Bank of America is paying $772 million in refunds and fines to settle accusations by the government that it illegally deceived 2.9 million customers into purchasing additional credit card services, regulators said Wednesday.
The deal, announced by the Consumer Financial Protection Bureau and the U.S. Office of the Comptroller of the Currency, is the largest refund ever ordered by the three-year-old CFPB, as well as the largest settlement over credit-card add-ons won by the federal government, the Associated Press reports.
“Bank of America both deceived consumers and unfairly billed consumers for services not performed,” CFPB director Richard Cordray said. “We will not tolerate such practices and will continue to be vigilant in our pursuit of companies who wrong consumers in this market.”
Bank of America has not admitted to or denied the accusations, but a statement from the bank said it had already ceased offering the products in question and refunded “the majority” of affected customers.

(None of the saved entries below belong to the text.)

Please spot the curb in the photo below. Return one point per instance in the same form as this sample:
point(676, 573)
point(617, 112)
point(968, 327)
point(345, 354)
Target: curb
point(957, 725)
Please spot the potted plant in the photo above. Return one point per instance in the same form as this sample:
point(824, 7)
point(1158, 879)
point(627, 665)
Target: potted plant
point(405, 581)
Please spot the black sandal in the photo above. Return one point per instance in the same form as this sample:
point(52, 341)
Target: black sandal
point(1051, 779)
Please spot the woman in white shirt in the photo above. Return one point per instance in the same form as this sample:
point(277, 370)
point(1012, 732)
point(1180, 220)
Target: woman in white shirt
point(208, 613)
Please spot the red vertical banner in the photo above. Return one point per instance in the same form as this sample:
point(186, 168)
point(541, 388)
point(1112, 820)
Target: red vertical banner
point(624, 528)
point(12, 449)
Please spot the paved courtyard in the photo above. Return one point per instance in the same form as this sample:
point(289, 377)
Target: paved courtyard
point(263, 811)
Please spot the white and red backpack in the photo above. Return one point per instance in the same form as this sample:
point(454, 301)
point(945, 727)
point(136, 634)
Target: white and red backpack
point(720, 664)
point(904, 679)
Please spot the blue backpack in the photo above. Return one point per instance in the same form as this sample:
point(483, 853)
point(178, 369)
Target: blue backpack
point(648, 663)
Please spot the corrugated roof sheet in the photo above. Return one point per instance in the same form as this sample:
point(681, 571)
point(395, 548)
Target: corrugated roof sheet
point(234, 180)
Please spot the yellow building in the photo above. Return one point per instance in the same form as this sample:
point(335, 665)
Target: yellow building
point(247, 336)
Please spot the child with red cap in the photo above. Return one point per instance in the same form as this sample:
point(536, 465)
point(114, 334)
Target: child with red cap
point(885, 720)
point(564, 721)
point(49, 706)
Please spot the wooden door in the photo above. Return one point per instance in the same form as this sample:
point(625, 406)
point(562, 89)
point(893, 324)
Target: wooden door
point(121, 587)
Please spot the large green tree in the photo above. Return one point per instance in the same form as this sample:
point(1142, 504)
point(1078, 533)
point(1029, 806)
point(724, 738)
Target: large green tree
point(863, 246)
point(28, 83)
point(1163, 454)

The feds claim that from 2000 to 2011, the Charlotte, N.C.-based bank billed 1.5 million customers a total of $459 million for various identity-protection products without the proper authorization. From 2010 to 2012, the bureau says Bank of America also exaggerated or misstated the benefits of two credit-protection programs that allowed some customers to cancel credit-card debt in instances of unemployment or other hardships, allegedly misleading another 1.4 million customers into paying $268 million.
In addition to those refunds, Bank of America will pay $20 million and $25 million in civil penalties to the CFPB and the office of the Comptroller of the Currency, respectively.